In my Ordinary Differential Equations class, we've learned the following method for finding a general solution for $x'=Ax$ (where $A$ is a $2x2$ matrix), if it gives two complex eigenvalues, $\mu+i\upsilon$ and $\mu-i\upsilon$ respectively.
Picking either of these eigenvectors, we should be able to reach a general real solution. Let's say we pick the eigenvalue $\mu+i\upsilon$ and then find two eigenvectors, $a+ib$ and $a+ib$ (where $a$ and $b$ are $2x1$ vectors).

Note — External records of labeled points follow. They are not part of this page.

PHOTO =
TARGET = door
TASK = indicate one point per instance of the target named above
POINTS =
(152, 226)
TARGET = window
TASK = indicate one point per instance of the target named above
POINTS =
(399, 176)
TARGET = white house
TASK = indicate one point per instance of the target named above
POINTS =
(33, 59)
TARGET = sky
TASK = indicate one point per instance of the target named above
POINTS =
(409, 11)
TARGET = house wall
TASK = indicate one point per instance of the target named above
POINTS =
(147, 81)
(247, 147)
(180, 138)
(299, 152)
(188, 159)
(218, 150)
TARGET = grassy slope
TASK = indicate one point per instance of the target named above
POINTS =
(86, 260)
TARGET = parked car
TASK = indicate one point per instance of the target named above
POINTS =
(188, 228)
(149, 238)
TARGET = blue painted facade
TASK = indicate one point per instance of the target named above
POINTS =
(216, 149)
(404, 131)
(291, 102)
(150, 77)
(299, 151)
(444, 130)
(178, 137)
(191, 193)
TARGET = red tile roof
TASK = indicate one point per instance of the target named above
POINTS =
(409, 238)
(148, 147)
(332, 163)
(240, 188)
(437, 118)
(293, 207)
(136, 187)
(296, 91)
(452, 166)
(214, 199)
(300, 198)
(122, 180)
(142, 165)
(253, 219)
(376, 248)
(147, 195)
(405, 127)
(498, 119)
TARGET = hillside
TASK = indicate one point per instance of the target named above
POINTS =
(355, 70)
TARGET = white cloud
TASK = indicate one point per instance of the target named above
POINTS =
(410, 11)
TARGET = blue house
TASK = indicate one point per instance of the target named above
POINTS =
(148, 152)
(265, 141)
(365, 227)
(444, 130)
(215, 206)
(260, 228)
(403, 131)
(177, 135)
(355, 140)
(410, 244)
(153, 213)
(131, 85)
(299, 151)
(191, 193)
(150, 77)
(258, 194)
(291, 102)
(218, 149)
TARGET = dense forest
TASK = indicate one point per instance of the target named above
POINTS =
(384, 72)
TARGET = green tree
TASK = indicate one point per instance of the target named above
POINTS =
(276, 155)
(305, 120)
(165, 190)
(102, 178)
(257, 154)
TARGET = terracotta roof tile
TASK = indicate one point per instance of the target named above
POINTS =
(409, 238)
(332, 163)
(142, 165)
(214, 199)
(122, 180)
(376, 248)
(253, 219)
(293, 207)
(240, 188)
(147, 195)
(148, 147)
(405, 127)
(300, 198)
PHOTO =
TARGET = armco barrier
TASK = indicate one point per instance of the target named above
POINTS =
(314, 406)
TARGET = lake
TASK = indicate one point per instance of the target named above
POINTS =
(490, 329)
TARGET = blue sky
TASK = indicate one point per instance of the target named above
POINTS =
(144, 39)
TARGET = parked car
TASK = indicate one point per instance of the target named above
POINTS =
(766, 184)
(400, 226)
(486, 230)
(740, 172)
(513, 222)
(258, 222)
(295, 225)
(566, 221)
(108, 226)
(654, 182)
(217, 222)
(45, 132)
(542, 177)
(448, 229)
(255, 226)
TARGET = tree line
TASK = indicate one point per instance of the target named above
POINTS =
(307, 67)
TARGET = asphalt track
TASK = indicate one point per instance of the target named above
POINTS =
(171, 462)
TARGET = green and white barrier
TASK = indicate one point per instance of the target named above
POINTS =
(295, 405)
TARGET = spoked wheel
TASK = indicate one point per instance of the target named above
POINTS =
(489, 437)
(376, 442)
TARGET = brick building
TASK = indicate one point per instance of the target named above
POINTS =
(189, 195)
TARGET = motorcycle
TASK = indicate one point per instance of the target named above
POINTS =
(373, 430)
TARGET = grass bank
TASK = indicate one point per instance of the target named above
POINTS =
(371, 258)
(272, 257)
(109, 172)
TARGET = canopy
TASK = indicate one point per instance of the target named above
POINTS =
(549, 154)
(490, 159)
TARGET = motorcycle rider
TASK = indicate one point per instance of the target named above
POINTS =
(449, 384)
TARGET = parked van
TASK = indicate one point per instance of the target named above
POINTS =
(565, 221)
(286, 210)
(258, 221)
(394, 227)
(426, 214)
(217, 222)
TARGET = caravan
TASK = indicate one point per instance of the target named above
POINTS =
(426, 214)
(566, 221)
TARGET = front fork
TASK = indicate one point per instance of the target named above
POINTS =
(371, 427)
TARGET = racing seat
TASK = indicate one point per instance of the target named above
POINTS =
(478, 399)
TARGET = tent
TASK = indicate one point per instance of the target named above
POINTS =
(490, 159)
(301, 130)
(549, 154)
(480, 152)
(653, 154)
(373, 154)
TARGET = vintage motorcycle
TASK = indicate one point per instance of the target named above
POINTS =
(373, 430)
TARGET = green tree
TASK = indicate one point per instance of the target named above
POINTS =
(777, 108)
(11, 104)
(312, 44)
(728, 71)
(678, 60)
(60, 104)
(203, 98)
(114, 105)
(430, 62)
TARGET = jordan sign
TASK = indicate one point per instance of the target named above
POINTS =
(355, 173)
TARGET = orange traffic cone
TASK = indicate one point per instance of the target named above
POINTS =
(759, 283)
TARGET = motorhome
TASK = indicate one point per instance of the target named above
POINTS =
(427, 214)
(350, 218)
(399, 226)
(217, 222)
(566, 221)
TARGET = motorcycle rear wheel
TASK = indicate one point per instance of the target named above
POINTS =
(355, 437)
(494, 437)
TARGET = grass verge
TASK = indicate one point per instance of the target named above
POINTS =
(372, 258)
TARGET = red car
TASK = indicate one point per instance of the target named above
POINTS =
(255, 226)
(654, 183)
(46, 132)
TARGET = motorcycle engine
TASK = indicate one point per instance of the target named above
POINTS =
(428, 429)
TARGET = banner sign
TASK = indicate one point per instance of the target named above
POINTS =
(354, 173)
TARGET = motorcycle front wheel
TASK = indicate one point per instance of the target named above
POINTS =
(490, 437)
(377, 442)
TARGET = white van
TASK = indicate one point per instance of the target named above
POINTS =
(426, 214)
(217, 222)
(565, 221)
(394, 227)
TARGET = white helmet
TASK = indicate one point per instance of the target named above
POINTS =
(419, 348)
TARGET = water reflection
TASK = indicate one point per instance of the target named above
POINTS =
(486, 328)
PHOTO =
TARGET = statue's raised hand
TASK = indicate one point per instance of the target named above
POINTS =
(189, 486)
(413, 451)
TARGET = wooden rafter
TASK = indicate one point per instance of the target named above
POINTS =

My textbook then says that we can then find a general real solution by picking either one of these eigenvalues, and plugging it into the following:
$x = c_1e^{\mu t}(a*cos(\upsilon t)-b*sin(\upsilon t))+c_2e^{\mu t}(a*sin(\upsilon t)+b*cos(\upsilon t))$
(There's a proof that we can fold the imaginary part into the $c_2$ solution, since theoretically either $c$ could be complex, but we want only the real part.)
Here's the issue: In the past, I have gotten seemingly different general real solutions from picking either of the eigenvectors--but a solution is supposed to be made up of the fundamental set of solutions, and is also supposed to be unique!
So, the big question: How do we prove that whether we plug $a+ib$ or $a-ib$, we reach the same general real solution?
Or is the answer that we don't? And in fact we reach two different general real solutions with two different fundamental sets, because choosing either of the two eigenvectors gives a different fundamental set?
And if the above hypothesis is correct, then what is the meaning of a general real solution? Shouldn't they be solving the same equation?